Areas in North America predicted to have high Bd suitability (deep red) and western US watersheds containing only R. catesbeiana occurrence records (in black). Overlapping areas are predicted to have the highest risk of Bd emergence and outbreaks.

https://doi.org/10.1371/journal.pone.0188384.g002

Discussion

Chytridiomycosis has severely impacted amphibian biodiversity globally for decades, with Bd infecting hundreds of amphibian species worldwide [14]. Although our knowledge of Bd is incomplete, our understanding of this complex host-pathogen system continues to grow through a variety of ongoing studies of its biology and disease dynamics. By investigating the historical emergence of Bd and R. catesbeiana in the western US, we uncover evidence of a historical relationship between the invasion of Bd and the introduction of R. catesbeiana. We show that R. catesbeiana occurred prior to Bd emergence in most of the shared watersheds, which supports Huss et al. [34] and suggests that the introduction of R. catesbeiana may have played a significant role in spreading Bd to naïve amphibian populations in the western US.

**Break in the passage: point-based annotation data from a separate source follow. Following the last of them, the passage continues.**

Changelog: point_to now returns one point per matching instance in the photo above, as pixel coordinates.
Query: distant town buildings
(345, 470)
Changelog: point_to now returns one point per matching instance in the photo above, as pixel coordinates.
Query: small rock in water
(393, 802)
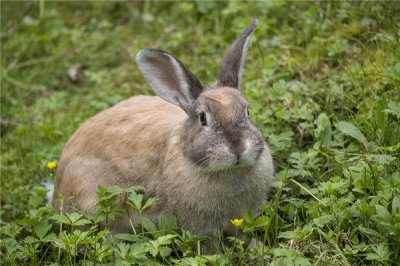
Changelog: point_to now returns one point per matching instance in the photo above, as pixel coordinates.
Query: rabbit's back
(123, 145)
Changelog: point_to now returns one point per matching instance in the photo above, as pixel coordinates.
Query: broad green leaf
(396, 206)
(148, 225)
(41, 229)
(352, 131)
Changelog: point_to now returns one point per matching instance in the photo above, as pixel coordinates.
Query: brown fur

The Bd suitability model is generally similar to those from previous studies [6,12,52,68,69]. Our model indicates that there is Bd suitability in R. catesbeiana’s native range in the eastern US (Fig 1A); however, this likely reflects the high environmental and host suitability for Bd in a region of endemism rather than the threat of disease from Bd to naïve amphibian populations, given that no Bd-related declines have been documented in the eastern US despite Bd’s presence [1822]. In addition, 94% of R. catesbeiana occurrence data and 96% of western watersheds where R. catesbeiana has been recorded were within general Bd suitability areas (Fig 2). This further highlights that Bd and R. catesbeiana have high niche overlap [35]. While these results are correlational, they support a growing number of studies that link Bd emergence with the presence of introduced R. catesbeiana [3,68,34,7074] and are consistent with the hypothesis that Bd-GPL (or its preceding strain) may have co-evolved with R. catesbeiana in the eastern US.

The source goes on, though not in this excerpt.